This is my 14th trisect, by far the most challenging of them all for me. First the poem, then some thoughts.

Aural Borealis

Vibration

Her voice began in a furnace where blinding flashes of light
arced through scraps of metal until they swirled in a pool
of fiery molten fluid, drawn through a running cast
to red hot beams that slowly dimmed to a charcoal gray.

Her voice remained congealed within those cold gray billets
until at last they were moved once more into the fire,
reheated to a yellow that rivaled an alpine sunrise
then rolled into burning coils of thick unfinished wire.

Her voice emerged like a mist—heavy, cold and gray—
clanging anemic pangs with every shift and shock,
until it was drawn through the eyes of a series of shrinking dies
and thinned into tensile threads of spidery, silvery hue.

Her voice awakened at last, a vivid reverberation
borne aloft on the wind to dance over rolling hills,
chasséing amid the bunchgrass, jetéing through the sagebrush,
and pirouetting through the air with flying seeds.
 

Resonance

Her frame was born in the grip of weathered, ancestral hands,
leveled against the kill, for when the shaft was flown,
the hunter’s ears were piqued by a sound that yet remained,
inspiring him to hunt for a means to play the same.

Her frame took shape in the calloused hands of inspiration,
coaxed into living form from scraps of wood and skin
by ancient artisans who notched imagination
in ornamental bows that flew but melodies.

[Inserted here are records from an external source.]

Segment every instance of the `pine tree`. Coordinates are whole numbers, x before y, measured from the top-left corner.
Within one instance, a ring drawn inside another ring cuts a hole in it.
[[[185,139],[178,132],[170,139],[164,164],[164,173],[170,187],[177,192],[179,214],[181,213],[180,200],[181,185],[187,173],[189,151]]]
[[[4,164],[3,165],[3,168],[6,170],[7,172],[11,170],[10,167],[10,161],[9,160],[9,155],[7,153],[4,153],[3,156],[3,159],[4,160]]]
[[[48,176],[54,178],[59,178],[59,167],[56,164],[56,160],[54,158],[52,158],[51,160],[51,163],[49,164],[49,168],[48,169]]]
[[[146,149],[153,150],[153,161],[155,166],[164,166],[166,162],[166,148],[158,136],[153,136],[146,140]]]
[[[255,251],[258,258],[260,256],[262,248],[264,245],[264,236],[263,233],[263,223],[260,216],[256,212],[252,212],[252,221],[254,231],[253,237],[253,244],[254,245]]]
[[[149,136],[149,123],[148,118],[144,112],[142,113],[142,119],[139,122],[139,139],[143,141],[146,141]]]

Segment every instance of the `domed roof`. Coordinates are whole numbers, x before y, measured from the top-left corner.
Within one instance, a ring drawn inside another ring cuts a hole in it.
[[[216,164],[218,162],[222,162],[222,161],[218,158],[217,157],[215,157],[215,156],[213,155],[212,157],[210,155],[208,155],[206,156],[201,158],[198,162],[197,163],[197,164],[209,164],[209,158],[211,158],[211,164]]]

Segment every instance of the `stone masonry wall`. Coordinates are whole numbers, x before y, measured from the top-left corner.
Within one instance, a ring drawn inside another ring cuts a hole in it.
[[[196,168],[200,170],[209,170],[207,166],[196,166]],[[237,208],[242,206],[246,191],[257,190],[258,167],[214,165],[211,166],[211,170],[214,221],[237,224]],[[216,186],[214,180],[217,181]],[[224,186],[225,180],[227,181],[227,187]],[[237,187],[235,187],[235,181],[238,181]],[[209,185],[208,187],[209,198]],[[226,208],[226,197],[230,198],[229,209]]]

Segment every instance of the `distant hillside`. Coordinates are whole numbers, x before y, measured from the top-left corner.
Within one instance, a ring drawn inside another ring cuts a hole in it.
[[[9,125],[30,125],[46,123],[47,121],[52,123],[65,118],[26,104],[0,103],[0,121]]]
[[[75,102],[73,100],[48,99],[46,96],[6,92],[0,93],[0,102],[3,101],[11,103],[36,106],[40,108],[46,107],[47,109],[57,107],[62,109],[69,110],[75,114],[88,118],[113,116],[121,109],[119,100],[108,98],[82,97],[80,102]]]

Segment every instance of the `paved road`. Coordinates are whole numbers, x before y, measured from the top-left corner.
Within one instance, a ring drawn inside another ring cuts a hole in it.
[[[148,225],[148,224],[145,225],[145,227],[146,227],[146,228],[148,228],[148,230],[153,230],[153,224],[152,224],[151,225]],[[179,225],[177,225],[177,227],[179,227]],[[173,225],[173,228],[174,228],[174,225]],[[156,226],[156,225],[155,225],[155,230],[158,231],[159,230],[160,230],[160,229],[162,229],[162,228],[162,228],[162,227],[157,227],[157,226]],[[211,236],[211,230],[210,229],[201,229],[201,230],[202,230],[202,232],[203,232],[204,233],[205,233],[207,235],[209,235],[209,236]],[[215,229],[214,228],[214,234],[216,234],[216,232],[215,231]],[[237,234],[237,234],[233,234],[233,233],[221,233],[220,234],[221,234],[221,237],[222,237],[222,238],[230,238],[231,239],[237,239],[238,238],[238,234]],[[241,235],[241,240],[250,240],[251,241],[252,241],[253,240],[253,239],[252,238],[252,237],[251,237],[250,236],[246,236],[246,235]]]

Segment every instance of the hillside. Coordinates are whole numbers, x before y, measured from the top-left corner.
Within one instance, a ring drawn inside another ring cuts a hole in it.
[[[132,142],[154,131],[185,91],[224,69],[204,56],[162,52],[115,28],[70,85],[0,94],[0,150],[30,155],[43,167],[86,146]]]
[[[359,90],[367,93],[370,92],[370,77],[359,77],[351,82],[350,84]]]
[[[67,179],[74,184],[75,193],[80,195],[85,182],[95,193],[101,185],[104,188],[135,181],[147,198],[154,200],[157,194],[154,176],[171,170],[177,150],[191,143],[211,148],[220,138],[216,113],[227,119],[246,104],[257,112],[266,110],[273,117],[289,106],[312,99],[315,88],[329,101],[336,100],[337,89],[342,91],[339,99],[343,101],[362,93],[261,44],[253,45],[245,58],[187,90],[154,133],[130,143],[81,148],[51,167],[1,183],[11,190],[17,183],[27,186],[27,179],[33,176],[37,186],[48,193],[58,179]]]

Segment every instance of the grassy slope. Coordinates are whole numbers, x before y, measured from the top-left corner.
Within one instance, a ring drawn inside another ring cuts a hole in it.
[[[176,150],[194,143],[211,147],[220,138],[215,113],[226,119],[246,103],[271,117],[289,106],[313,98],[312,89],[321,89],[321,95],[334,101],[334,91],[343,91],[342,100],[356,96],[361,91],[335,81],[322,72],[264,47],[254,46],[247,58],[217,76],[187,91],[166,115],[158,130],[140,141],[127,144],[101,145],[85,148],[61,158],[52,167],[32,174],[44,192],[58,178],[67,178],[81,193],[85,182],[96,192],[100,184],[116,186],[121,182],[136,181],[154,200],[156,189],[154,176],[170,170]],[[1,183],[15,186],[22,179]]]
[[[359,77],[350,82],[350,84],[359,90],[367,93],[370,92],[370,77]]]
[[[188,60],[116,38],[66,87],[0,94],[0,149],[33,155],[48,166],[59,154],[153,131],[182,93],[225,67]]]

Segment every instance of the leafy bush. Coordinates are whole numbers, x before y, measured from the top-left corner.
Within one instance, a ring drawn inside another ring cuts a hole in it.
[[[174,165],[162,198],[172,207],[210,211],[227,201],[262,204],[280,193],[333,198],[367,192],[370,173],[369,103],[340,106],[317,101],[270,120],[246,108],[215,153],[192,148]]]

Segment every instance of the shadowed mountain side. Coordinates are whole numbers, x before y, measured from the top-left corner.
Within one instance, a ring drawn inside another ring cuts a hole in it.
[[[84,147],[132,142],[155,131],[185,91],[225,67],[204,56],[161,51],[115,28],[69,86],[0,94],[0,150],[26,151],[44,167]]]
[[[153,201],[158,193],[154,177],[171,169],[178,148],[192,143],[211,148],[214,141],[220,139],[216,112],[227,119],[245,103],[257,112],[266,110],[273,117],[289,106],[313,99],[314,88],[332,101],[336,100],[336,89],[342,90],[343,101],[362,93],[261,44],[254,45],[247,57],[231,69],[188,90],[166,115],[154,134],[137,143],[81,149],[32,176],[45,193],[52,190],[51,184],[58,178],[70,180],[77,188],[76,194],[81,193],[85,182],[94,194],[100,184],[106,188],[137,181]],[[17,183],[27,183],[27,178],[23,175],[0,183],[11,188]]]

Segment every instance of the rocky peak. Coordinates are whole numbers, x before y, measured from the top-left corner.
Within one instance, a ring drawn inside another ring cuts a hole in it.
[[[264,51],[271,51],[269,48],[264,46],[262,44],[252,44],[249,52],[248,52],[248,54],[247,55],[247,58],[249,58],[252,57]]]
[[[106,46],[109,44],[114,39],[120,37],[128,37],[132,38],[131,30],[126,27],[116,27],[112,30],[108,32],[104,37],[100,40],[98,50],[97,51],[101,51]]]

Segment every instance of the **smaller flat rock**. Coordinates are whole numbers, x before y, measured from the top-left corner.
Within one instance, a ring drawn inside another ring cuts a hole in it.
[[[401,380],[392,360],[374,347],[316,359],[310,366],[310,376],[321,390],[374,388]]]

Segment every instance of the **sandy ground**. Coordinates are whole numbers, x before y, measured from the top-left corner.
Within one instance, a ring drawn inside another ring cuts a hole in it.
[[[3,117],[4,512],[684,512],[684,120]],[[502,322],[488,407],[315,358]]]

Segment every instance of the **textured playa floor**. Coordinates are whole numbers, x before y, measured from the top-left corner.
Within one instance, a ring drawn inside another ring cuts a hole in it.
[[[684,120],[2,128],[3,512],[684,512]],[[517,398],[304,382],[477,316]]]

Her frame evolved in marble halls that harbored kings,
scales and chords expanding until resistance formed
a pillar to hold against the pull of hallowed strains
and serpentine harmonic curves to relieve the same.

Her frame outgrew the very hands that gave it being,
bursting forth a will that of its own accord
would volley out barrages of elegance and meaning
on airs reechoed over undulating lands.
 

Serenade

Her breath is a wind that brushes gently through the desert,
stirring the stained glass petals of Venus’ looking glass,
exciting wild bergamot atop green towers,
and swaying deep-throated harebells lightly on their stems.

Her hum is a feathery rain that tickles arid sands,
drifting down from downy skies until all ears
relax for a moment from the wary, watchful strain
that haunts and harries every living thing through life.

Her chant is the purl of a spring high up a narrow canyon,
wild mint and licorice gathered round the edge
of small, translucent pools wherein the heavens ripple
impressionist renditions of hawk and thunderhead.

Her call is a shower of light that streams over emptiness,
distant mountaintops and nearby shrubby hills
dissolved into a silhouette that circles round
beneath the shimmering flow of relativity.

The inspiration behind this piece is two wind harps, both conceptualized and created by New Mexico resident Bill Neely. Most people know the wind harp as a wide, narrow box with a few strings upon which one may close a window in order to force air past the strings. These two harps, however, are shaped like the concert harp and larger than life. The first, referred to by its sculptor simply as “the NFO windharp,” stands 20 feet tall and weighs 1600lbs. The second, called “Tempest Song,” was commissioned by the owners of the now defunct Traditions shopping center about smack in the middle of New Mexico and weighs in at 3000lbs at 24 feet in height.

“Tempest Song” was the first of the two wind harps I chanced to visit, in 2002, actually driving out to New Mexico to see and listen to this living, musical instrument after stumbling across some information about it online. The experience was somewhat ruined by noise from the close proximity of Interstate 25. Upon returning home, I sent its creator an email along with a copy of “Aeolian Strains,” a poem inspired by my visit, and I was invited to visit the first of the two wind harps on his private property the next time I made it out that way. I made it a point to take him up on this offer two years later, spending a night under the soundboard of this 20 foot harp—a wonderful and somehow enlightening experience. It has ever since been my intention to try to write a poem worthy of that first harp, remembering that night under the stars listening to her sing.